The Instant Gratification Bias

The tendency to minimize the future and cave in to short-term highs.

Over millions of years, evolution selected strongly for creatures that lived largely in the moment. In every species that's ever been studied, animals tend to value the present far more than the future. And the closer temptation is, the harder it is to resist. When we're hungry, we gobble french fries as if driven to lard up on carbs and fat now, since we might not find any next week. Obesity is chronic not just because we routinely under-exercise, but also because our brain hasn't caught up with the relative cushiness of modern life. We continue to downplay the future hugely, even as we live in a world of all-night grocery stores and 24/7 pizza delivery.

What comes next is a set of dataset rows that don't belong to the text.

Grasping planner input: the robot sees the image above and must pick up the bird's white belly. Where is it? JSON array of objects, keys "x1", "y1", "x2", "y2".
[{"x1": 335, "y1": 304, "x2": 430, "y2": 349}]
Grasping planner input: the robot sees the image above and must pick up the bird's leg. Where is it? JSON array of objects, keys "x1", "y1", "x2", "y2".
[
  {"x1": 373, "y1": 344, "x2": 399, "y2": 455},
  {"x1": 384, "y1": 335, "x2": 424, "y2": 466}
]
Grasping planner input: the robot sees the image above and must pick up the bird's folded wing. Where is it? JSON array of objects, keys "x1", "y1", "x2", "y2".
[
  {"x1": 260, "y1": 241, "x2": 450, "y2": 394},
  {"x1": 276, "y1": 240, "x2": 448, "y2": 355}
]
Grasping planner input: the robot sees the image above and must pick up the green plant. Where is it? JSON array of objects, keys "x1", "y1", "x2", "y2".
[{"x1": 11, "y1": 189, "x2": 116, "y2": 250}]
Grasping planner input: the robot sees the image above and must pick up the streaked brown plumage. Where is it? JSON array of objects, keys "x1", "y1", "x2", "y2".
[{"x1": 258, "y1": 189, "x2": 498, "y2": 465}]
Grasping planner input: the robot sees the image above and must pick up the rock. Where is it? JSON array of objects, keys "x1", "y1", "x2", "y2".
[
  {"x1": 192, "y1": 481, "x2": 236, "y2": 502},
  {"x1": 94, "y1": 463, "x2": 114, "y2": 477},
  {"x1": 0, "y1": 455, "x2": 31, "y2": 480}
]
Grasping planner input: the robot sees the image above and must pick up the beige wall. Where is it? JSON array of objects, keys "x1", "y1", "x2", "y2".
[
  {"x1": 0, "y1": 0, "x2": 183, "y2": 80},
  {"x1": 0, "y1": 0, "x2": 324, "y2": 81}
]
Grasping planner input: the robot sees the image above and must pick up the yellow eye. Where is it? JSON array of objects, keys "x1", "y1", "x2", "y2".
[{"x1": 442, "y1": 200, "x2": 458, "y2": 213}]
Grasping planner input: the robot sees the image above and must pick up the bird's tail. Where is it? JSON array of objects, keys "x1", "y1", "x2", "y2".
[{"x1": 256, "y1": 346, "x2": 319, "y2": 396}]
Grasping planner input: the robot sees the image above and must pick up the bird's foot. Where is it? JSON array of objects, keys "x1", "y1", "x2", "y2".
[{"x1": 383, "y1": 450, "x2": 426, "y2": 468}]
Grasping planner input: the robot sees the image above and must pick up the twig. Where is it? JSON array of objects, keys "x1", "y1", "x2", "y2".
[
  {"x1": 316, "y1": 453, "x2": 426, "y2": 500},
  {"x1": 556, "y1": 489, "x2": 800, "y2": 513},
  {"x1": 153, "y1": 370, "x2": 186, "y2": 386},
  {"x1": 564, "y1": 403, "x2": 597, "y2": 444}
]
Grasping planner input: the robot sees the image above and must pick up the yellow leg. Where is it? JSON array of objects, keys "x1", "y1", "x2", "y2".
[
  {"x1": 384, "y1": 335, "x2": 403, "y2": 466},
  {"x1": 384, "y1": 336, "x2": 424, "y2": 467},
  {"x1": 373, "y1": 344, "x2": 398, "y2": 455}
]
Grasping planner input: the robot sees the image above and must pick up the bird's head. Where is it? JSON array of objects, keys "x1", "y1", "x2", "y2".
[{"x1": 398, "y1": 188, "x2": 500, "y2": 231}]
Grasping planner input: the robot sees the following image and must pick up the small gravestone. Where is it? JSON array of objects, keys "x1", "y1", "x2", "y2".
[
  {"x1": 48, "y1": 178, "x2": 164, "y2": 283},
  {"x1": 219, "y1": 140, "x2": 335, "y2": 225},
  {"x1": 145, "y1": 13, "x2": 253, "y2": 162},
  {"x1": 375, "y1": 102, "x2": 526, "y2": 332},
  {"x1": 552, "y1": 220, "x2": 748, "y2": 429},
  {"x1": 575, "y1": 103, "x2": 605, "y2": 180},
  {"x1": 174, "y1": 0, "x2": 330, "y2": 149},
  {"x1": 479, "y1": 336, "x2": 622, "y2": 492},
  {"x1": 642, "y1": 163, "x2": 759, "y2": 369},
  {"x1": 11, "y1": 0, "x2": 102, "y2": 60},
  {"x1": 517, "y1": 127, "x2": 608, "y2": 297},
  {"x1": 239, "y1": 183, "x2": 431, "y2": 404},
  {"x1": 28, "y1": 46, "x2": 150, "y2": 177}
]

Future-bashing extends way beyond food. It affects how we spend money, why we fail to save enough for retirement, and why we so frequently rack up enormous credit card debt. One dollar now seems more valuable than $1.20 a year from now. Doctors find that many people who've had heart bypass surgery don't take all the measures they recommend to significantly reduce the odds of future cardiac complications. The allure of that juicy pepperoni pizza now is too much to overcome against the distant benefit of living longer. So the more we minimize the future, the more we go for drugs, booze, and gluttony.

GOOGLE IT: This bias is also called “The Hyperbolic Discounting Curve.” The curve gets steeper and steeper as the reward date is pushed further out into the future. This makes it hard for people to make the right choices today for goodies that are years away.